If someone happens to stumble into an English class that starts with music, five minutes of zen, and an obnoxiously funny dad-joke, they must be in David Wexler’s room. A lawyer-gone English teacher has a rich past and unique perspective on teaching. Born and raised in New York City in the borough of Queens, Wexler attributes a lot of who he is today on his past in the Big Apple.
“It was a rough childhood, but I learned how to survive,” said Wexler. Even commuting to and from school was dangerous. “It was a war zone,” said Wexler.

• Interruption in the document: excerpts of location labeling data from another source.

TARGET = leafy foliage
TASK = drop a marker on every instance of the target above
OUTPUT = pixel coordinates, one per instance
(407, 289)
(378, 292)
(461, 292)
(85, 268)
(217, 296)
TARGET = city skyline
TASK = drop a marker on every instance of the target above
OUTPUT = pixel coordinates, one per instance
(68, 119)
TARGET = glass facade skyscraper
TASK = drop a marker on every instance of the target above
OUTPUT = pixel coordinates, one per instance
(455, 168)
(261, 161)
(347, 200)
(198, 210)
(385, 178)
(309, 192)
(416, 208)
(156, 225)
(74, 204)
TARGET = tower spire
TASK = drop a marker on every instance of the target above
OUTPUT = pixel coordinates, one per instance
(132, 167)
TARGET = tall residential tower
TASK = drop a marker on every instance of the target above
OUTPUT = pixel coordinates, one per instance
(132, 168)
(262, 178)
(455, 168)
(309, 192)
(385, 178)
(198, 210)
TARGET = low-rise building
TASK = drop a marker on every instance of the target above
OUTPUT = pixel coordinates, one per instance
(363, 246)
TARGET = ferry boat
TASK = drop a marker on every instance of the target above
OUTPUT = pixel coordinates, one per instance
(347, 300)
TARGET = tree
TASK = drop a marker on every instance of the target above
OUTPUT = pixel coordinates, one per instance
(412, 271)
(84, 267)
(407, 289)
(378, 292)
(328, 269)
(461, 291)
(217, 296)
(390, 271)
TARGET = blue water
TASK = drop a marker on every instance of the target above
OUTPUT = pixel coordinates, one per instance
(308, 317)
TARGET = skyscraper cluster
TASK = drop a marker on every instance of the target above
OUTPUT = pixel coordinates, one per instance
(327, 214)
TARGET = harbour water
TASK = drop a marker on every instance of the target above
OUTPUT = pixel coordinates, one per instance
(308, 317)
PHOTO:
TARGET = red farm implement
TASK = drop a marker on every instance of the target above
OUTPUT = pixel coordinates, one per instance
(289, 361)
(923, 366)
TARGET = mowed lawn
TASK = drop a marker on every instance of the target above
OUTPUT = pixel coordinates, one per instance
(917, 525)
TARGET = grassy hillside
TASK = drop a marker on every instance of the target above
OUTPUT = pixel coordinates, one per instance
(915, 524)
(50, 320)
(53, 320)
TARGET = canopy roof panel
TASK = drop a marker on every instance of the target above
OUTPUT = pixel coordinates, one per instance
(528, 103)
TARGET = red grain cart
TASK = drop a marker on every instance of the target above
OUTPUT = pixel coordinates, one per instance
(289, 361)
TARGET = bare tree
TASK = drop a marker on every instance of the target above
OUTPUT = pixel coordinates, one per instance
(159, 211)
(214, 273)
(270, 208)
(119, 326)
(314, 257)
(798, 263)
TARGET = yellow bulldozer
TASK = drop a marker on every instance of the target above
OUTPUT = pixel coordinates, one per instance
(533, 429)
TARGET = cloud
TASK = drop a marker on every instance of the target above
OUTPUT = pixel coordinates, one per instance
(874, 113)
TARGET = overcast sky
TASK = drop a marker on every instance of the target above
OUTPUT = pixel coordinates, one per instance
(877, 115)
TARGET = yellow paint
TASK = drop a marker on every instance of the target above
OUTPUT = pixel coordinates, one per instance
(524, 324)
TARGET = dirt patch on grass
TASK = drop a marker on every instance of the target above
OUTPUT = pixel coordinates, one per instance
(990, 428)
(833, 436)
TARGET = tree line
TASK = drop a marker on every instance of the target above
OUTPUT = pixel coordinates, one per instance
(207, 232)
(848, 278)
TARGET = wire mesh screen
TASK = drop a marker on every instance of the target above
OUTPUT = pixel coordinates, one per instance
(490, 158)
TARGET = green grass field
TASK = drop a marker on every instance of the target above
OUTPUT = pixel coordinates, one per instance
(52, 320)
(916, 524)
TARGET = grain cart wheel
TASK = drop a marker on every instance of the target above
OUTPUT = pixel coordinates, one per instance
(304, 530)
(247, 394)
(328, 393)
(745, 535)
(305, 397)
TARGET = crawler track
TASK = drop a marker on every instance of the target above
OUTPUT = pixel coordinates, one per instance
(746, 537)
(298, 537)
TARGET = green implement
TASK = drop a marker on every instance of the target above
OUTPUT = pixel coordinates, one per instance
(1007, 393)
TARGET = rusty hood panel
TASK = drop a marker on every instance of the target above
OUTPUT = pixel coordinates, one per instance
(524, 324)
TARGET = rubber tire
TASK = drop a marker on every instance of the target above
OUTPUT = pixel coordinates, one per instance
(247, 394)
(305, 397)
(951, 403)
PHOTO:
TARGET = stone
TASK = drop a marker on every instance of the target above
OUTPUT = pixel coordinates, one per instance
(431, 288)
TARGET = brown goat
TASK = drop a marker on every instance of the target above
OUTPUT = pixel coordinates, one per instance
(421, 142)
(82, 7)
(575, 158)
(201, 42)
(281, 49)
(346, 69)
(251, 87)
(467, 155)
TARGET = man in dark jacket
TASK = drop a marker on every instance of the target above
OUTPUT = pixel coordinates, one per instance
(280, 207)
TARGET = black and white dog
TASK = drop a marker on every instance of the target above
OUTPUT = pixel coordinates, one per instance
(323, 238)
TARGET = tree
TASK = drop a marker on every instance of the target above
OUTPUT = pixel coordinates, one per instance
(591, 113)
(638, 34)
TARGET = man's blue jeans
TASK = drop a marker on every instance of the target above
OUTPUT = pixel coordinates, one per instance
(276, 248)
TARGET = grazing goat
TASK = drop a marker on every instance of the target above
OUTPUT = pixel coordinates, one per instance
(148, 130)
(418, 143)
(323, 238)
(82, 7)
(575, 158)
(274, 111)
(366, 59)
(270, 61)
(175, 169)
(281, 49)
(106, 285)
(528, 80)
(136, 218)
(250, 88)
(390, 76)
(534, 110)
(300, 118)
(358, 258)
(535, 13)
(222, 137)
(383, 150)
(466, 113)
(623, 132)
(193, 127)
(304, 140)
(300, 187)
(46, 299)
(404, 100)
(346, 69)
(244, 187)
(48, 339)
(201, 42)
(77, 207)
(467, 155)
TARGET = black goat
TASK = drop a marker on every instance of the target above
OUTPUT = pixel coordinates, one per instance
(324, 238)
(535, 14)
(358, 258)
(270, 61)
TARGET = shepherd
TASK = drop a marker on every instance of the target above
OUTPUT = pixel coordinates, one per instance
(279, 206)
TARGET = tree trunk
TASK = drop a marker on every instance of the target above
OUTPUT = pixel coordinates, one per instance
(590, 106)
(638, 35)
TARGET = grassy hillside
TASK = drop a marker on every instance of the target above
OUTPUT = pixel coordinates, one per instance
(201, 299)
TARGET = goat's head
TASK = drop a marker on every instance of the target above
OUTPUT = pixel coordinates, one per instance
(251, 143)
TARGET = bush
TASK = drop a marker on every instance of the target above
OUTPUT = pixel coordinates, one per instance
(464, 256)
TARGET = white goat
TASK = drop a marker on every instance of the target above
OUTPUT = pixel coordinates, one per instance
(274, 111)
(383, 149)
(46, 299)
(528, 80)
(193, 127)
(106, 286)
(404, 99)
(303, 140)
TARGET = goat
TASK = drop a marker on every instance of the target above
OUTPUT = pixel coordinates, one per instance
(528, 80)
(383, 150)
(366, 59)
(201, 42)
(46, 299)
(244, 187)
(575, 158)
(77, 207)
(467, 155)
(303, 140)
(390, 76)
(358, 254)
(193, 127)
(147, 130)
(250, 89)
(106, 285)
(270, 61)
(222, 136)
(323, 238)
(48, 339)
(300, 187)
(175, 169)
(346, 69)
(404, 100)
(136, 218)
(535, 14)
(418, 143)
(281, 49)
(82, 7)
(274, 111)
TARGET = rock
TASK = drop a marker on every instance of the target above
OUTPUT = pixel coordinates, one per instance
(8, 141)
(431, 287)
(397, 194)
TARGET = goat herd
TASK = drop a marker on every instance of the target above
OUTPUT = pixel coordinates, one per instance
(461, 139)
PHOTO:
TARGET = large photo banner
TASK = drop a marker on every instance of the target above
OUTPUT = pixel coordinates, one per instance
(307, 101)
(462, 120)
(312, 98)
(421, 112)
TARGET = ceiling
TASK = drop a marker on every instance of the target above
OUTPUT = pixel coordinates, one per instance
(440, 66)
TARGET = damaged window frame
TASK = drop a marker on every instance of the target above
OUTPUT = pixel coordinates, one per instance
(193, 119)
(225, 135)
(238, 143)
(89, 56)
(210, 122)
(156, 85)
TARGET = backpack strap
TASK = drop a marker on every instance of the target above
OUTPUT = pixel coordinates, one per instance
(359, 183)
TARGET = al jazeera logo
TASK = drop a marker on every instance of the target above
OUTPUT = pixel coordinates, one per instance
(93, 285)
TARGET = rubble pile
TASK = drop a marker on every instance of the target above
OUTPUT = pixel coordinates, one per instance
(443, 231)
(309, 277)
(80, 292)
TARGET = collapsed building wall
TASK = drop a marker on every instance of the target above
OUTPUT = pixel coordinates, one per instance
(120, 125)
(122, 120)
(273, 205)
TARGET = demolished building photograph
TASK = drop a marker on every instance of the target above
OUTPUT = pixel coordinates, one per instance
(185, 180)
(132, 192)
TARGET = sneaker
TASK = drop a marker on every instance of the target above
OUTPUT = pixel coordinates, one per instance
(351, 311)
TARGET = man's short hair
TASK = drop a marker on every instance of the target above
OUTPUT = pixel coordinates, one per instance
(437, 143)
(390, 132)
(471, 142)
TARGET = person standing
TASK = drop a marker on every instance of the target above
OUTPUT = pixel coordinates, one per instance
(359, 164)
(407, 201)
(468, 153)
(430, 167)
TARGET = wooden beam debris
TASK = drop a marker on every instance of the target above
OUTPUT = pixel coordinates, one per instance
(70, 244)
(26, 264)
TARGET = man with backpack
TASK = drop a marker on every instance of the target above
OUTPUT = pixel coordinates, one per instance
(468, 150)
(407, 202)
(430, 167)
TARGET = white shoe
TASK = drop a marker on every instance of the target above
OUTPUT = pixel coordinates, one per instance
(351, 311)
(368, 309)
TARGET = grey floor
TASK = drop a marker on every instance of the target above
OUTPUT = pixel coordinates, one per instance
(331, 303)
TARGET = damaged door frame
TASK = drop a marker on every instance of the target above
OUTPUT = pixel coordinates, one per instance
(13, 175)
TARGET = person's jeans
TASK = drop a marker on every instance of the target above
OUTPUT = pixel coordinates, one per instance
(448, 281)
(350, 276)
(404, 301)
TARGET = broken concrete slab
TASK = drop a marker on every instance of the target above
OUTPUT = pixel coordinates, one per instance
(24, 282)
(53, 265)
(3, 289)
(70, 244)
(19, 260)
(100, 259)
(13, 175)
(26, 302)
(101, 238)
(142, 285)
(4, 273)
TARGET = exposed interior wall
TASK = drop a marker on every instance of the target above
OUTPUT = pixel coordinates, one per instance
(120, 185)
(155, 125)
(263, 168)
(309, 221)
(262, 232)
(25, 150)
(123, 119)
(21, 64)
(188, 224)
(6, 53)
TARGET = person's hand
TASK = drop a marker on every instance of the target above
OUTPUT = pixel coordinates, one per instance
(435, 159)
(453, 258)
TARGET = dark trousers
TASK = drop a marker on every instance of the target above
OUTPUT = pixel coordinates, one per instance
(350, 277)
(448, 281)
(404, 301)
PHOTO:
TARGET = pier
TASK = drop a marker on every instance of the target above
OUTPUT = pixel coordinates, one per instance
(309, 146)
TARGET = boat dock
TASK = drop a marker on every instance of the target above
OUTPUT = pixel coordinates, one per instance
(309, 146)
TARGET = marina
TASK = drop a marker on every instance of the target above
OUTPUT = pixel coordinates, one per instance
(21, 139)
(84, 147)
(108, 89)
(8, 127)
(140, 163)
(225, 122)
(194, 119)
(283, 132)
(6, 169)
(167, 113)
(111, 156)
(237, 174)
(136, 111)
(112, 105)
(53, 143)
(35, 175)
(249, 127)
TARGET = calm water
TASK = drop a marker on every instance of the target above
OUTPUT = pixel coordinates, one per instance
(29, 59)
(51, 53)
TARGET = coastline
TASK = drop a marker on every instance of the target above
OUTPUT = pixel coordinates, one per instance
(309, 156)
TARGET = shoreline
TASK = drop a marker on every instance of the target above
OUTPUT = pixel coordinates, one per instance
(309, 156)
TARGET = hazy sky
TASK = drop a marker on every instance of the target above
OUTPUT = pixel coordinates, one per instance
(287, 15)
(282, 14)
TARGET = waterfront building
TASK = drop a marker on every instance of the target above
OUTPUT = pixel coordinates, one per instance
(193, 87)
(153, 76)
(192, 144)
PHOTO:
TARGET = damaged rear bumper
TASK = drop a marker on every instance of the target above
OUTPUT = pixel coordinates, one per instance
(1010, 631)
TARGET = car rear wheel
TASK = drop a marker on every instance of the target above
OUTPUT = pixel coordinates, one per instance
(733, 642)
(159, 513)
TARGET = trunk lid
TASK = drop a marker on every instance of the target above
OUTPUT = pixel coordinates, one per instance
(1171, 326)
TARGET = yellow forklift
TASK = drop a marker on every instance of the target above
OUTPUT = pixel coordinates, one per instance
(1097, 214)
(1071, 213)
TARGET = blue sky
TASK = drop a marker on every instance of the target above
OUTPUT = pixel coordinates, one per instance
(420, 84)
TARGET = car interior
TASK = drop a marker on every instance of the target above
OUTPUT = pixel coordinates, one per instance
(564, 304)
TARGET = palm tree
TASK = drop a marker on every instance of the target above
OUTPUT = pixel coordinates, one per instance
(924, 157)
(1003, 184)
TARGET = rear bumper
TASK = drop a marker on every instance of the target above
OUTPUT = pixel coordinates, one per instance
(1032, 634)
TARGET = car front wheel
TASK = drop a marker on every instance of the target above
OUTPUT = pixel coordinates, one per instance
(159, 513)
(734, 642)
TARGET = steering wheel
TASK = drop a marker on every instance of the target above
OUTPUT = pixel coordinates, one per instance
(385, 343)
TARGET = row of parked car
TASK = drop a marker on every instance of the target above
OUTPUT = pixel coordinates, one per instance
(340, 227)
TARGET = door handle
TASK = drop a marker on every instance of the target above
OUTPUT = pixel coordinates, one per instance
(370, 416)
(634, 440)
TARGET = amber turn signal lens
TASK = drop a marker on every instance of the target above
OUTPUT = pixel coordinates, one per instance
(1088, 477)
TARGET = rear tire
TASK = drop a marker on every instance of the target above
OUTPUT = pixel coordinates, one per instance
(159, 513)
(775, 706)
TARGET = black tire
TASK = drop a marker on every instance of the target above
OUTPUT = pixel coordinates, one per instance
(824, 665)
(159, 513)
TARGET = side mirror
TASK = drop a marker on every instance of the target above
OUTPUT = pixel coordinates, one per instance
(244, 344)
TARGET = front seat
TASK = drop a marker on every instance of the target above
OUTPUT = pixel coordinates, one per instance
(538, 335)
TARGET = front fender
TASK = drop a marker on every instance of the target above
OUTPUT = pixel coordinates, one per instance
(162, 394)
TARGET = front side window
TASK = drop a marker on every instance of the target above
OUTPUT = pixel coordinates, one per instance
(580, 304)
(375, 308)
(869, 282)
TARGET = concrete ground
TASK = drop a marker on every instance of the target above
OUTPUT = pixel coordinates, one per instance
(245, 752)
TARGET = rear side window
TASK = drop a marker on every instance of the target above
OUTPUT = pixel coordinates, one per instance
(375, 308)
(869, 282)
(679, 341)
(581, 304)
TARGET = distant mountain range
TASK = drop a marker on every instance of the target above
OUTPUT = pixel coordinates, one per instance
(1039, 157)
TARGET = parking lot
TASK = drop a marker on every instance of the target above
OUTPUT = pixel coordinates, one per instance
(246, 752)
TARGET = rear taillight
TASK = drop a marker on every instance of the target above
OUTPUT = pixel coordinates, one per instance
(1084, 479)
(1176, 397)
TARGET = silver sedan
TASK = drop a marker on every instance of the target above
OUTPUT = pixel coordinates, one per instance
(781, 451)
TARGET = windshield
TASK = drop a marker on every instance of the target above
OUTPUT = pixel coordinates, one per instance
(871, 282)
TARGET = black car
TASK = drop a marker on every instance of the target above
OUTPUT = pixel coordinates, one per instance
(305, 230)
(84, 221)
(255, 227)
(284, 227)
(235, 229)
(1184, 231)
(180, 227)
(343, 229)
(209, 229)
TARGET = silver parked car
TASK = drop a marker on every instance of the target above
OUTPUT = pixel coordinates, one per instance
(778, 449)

This early lifestyle directly impacted his colorful character.
He always knew that where he lived was not picture perfect, especially with having to share a small space with four sisters. “When I found out I was not having a brother, I cried,” said Wexler with a sarcastic smirk.
It was not easy, but Wexler wanted so bad to leave and start his own life. “School was my ticket,” he said. His motivation in school pushed him into a successful career.
Nonetheless, hardships were plentiful. Wexler’s mother struggled with being bipolar. “I never knew what I would come home to,” he said. His mother’s struggle greatly impacted Wexler’s life and continues to influence how he teaches. “You never truly know what is going on in a student’s home,” said Wexler.
Wexler lived in the city during the 70’s through the 80’s and it looked a lot different than it does now. Saying it changed would be an understatement according to Wexler.
Despite New York being an ever changing city, its character still earns it its timeless description. “I love teaching English, especially Catcher in the Rye and Great Gatsby, because I lived it,” said Wexler. He could not only recall every bridge, street, and intersection in the novels, but he has walked them himself. “It gives me an advantage,” he said.
His knowledge and enthusiasm about what he is teaching is contagious. “He is always telling jokes but is a great teacher,” said Grace Burks, sophomore English student.
Jennah Klein knows Wexler through their local temple. She said, “He always sees me in the hall and greets me with a ‘Hey Klein!’ It just seems like he genuinely cares and is excited to talk to me. He is the same way with all of his students.” According to Klein, you can always count on Wexler to be a friendly face in the hall.
Intense thinking is a daily occurrence in Wexler’s English classes. When asked what he wants students to walk away with from his class, he simply answers, “How to think.”